Wednesday, June 25, 2008

Ethics in Engineering Education (non-ELD session)



[note: this session may be of interest to some members, though it wasn't sponsored by ELD]

Engineering Ethics & Climate Change
• Joseph Herkert, ASU
• Little written about ethics and climate change
• Gardiner 2004:
o Uncertainty = red herring: issue isn’t lack of smoking gun, it’s how we act in absence of smoking gun
o Not either/or – we have to take action to minimize climate change, AND we have to adapt to climate change that is going to happen
• Codes of Ethics as written aren’t the answer: “paramountcy clauses,” environment/sustainability, intergenerational equity (future), objectivity/truthfulness, public understanding
• Codes: written with microethics perspective, not macroethics

“Web-based Professional Ethics Modules”
• Byron Newberry (Baylor U.) and Greta Gorsuch (Texas Tech U.)
• Professional ethics and regulations vary by culture
• Includes intellectual property, plagiarism, data integrity
• Brought in an applied linguist
• MS Word statistics – writing to 9th/10th grade level = shorter sentences, limited vocabulary, embedded definitions [ex: ConceptTutor]
• Indexing software – substitute more frequently used, common words for more infrequently used, more complex words

“Lowering the Barriers to Achieve Ethics Across the Engineering Curriculum”
• Kristyn Masters (BME faculty) and Sarah Pfatteicher (Asst. Dean), UW-Madison
• Big, research-focused university
• Want to increase instructor comfort for teaching ethics
• Students and instructors more comfortable with numbers - measurable outcomes
• Sarah gets asked to give a guest lecture on ethics, to address ABET requirement
• Module in ethics problem-solving that is reusable
• Case study ethical problem, students given 20 min. quiz to “solve”
• Control group: full lecture and open-ended answer, expeimental groups: full lecture and DISORDER framework, b) short overview and DISORDER framework
• A) NIH constrains hESC strains you can use – not very good; b) Federally funded equipment can’t touch non-approved lines, c) Privately funded stem cell lines in lab next door, and they’re willing to share (?)
• Open-ended responses = 65% a) keep using crappy cells and not get anywhere with research, or b) steal cells – unsatisfactory polarized answers
• DISORDER framework (from “Doing Good and Avoiding Evil”) – mimics design process; undergrads do 6 semesters of design, so very comfortable – bringing uncomfortable topic into their comfort zone
• Framework inspired huge % of students with alternative answers, and increased # alternative answers per student; final solutions chosen flipped to alternatives; zero illegal answers
• Paradoxically, more structure = more complex and innovative answers
• Even a short overview had a big impact
• 19 instructors – positive feedback
• Kristyn – funded by CAREER award (CBET – 0547374)
• Q: What does DISORDER stand for? A: Defining the problem, and gathering the Information were the most important steps – what questions would they ask the client for a design project?

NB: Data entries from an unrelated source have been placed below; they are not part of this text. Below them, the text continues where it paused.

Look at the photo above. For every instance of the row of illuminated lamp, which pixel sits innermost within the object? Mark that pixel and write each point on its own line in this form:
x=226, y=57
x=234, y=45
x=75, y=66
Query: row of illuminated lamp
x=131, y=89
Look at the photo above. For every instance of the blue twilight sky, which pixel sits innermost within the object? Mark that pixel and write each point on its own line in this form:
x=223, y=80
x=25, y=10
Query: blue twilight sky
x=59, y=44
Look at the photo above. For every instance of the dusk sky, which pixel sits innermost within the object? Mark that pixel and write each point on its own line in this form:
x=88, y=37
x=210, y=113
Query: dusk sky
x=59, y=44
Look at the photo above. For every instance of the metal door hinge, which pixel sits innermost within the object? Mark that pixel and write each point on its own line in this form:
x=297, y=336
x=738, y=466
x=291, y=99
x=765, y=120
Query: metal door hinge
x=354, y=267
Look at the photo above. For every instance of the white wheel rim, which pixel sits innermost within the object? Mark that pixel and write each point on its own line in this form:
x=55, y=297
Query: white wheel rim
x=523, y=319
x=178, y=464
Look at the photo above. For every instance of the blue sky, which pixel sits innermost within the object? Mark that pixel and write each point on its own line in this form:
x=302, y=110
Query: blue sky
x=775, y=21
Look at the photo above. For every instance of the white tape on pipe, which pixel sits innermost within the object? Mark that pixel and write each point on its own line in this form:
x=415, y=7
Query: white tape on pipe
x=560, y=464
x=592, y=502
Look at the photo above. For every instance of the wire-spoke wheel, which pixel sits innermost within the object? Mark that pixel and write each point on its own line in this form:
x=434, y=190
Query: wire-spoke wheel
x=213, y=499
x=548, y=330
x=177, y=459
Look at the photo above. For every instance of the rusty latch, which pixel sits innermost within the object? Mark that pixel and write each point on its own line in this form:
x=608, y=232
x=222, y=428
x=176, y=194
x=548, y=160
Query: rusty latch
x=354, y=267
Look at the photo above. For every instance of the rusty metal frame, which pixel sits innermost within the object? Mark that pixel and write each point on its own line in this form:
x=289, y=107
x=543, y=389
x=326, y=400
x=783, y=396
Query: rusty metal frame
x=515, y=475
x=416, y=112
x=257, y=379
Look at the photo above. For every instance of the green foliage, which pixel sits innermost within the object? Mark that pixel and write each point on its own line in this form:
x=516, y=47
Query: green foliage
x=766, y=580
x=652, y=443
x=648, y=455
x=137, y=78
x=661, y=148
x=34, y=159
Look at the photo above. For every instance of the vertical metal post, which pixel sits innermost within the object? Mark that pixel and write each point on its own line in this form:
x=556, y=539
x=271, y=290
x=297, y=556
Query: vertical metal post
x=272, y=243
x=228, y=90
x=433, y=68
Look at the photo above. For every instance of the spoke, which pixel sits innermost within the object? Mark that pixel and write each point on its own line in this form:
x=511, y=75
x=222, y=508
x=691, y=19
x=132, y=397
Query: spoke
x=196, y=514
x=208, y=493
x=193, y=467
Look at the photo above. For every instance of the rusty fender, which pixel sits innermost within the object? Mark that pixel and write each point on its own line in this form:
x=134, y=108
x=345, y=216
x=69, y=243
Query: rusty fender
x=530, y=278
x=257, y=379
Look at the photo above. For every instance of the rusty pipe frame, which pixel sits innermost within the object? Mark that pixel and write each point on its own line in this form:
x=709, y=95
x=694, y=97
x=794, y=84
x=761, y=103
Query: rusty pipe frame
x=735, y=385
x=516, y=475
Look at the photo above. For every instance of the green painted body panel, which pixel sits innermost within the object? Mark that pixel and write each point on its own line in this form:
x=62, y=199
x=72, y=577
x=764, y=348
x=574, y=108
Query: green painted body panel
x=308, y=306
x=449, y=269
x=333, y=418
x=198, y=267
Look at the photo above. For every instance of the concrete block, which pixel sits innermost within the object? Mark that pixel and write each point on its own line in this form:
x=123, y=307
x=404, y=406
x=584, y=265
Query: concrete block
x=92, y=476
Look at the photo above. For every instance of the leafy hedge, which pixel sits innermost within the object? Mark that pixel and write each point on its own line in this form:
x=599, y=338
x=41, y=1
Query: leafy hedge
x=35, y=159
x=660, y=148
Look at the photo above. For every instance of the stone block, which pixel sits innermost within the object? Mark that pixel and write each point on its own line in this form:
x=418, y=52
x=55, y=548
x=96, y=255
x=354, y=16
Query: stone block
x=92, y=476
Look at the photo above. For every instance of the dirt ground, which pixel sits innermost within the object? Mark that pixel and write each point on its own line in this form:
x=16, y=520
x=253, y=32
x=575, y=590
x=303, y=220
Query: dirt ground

“Preparing Engineering Grad Students for Ethical Problems in Research”
• UT-Austin
• Many ethical research issues in news lately
• ORI finds research misconduct more frequently among grad students than any other group
• Online materials and 4-hour workshop
• We talk about rules of research conduct as if they’re immutable; but they arose from humanities-baesd disciplines – therefore, cognitive dissonance or unwritten rules that are discipline-specific
• Engineers are averse to quotation marks, even for direct quotes – but they’ll cite sources
• Grad student plagiarism at Ohio University – 20 years of misconduct – plagiarizing the literature reviews of other masters theses – followed the model for 20 years
• What is “plagiarism”? Different in engineering vs. humanities? How paraphrase a process description – “readers don’t want to have to look this up elsewhere.”
• Engineers don’t see “words” as their product (intellectual property) – value lab research over “book” research
• Grad students are thrown on existing research projects and expected to produce – other students have done the lit review, so they never do
• We need engineering-specific standards, and not just for the lit review: Collaborative authoring, selecting data, presenting data – “nobody is addressing this, except maybe BME faculty”
• Q: I saw a lot of instances of faculty treating grad students inappropriately
• A: My question when grad students get accused is always, “where was the faculty advisor?”